Mari Mengenal Dedek-Dedek Baru Misykati
Saya pernah
mendengar pepatah mengatakan “patah tumbuh hilang berganti” dan saya kira
pepatah ini relevan untuk Misykati setiap tahunnya. Tahun ini Misykati
ditinggal 6 anggotanya: Gus Amna, Kyai Sani, Kang Thoriq, dan Ammah Fida
beserta kedua buah hatinya, Nabigh dan Nayra. Mereka pulang, patah. Namun,
tumbuh dan berganti dengan kedatangan 6 anggota baru yang kemarin Rabu, 28
November 2018, memperkenalkan diri mereka di acara malam perkenalan.
Sebenarnya
hari itu acara harus dimulai setelah ashar, tapi rupanya budaya Masisir masih
saja dilestarikan: molor sampai magrib. Ammu Muwafiq beserta keluarganya sudah
datang tepat waktu, tapi dedek-dedek masih sibuk macak di kamar agar tampak ganteng maksimal. Mas Arga dan Mas Anjaz
pun masih mondar-mandir menyiapkan tempat. Namun Mas Ucup, penunggu sekretariat
abadi dan panutan dedek-dedek, sudah berpenampilan seperti ustaz Abdul Somad
dengan pakaian necis dan tak lupa peci hitam lonjong khas Indonesia sambil
membawa gitar dan menyanyikan lagu religi. Tak kalah, Arina juga membawa gitar
coklat mudanya yang mulus dan menyanyikan lagu-lagu west-romantic. Suara
mereka berdua bersahutan, berkelindan.
Inti dari
acara ini adalah perkenalan. Namun daripada saya membeberkan apa saja yang
dilakukan selama acara tersebut, lebih baik saya mengenalkan langsung siapa
saja mereka. Agar mengenal kontur muka akan saya sertakan fotonya dan akan saya
beberkan beberapa hal yang mereka sampaikan di malam itu dan beberapa tambahan
dari saya sendiri.
1.
Fuad Abdussalam Dardiri
Nama
panggilannya Fuad atau kawan karibnya memanggilnya Endut, tapi belakangan ini
ia ingin dipanggil ‘gendon’. Mengaku berasal dari kampung batik keris, Solo.

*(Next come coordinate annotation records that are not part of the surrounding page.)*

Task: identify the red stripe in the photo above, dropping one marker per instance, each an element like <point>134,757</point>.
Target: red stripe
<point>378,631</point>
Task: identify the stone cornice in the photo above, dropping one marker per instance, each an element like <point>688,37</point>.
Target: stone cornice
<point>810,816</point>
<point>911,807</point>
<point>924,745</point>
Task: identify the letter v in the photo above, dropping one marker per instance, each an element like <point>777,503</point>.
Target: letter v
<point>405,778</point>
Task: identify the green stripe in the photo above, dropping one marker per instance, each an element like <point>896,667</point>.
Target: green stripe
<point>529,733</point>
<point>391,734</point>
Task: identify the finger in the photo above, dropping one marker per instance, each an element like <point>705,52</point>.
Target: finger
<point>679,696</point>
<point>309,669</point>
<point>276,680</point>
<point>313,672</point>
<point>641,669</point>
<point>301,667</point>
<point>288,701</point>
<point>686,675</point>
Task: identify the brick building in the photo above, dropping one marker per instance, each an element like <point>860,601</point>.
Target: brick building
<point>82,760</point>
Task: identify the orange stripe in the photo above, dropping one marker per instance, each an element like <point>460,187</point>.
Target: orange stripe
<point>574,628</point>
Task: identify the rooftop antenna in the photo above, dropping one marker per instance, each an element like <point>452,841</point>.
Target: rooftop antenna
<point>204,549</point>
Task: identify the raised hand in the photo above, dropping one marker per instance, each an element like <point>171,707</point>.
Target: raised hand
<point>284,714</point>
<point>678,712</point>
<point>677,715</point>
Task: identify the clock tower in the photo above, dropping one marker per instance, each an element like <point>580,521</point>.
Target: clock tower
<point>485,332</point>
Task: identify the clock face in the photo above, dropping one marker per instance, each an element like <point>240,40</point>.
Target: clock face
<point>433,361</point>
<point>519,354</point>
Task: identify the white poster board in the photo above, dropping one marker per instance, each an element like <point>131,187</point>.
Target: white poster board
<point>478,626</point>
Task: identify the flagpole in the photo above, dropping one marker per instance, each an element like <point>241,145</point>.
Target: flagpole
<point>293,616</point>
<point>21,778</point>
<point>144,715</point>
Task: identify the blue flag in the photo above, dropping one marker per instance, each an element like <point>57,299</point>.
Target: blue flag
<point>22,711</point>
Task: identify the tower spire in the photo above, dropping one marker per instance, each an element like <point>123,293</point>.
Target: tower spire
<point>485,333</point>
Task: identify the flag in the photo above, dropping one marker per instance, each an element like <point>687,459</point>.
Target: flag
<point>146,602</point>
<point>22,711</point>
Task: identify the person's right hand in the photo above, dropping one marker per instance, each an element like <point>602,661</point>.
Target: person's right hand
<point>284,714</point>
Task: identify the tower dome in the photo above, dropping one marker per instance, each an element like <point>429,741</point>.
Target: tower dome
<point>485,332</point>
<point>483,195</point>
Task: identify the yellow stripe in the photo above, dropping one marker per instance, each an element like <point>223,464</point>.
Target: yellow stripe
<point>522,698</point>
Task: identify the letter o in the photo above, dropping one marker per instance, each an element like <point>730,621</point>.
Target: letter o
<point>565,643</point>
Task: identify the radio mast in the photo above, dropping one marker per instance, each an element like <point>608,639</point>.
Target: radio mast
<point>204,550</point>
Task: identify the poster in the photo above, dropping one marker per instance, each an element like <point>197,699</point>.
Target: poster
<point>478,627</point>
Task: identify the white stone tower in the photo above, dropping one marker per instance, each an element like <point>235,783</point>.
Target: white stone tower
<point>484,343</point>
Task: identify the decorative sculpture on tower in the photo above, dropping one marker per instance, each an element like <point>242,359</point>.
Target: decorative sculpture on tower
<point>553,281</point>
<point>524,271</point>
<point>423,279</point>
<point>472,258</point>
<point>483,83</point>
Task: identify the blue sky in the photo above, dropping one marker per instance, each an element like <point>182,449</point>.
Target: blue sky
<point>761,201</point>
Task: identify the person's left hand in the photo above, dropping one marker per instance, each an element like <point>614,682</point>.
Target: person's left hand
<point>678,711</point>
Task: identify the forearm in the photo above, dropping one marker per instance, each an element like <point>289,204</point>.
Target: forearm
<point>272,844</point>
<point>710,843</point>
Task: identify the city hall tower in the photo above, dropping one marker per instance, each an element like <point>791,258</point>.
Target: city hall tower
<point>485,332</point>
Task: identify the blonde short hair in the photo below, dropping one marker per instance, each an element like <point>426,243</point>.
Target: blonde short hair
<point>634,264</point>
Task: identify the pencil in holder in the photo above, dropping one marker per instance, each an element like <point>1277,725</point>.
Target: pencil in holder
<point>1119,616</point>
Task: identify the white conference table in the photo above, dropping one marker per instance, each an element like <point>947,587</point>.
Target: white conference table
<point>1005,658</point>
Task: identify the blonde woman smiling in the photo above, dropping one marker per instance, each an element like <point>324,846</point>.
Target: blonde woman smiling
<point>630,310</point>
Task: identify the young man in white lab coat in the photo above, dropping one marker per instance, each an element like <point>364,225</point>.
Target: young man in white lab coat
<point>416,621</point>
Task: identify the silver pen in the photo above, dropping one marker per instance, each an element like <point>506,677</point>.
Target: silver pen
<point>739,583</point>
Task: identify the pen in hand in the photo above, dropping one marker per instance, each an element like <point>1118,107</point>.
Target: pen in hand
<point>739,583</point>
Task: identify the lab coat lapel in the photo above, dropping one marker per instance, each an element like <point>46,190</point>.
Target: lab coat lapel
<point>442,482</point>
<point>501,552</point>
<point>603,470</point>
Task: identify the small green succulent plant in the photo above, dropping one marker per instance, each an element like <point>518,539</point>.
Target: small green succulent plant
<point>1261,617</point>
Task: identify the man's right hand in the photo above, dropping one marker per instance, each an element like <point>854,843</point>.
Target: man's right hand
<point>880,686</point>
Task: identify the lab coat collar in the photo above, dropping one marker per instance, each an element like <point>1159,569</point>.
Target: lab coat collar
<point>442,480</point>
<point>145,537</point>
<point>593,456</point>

Perawakannya mengingatkan saya pada ketua perkumpulan ‘One Day One Kuffar’: Mas
Fathur a.k.a. Abu Umar. Mereka berdua pun sempat berswafoto bersama lalu
dibagikan di grup Watsap Misykati hingga saya tidak bisa membedakan mereka
berdua. Ia berniat mengambil jurusan Tafsir, sesuai dengan moto yang ia katakan
di akhir, “Alquran kerawat, mesthi awakmu kerumat”.
2.
Rafli Hanafi Nugroho
Pria ini biasa
dipanggil Raplek. Asalnya Kartasura, dekat dengan kawasan IAIN Surakarta.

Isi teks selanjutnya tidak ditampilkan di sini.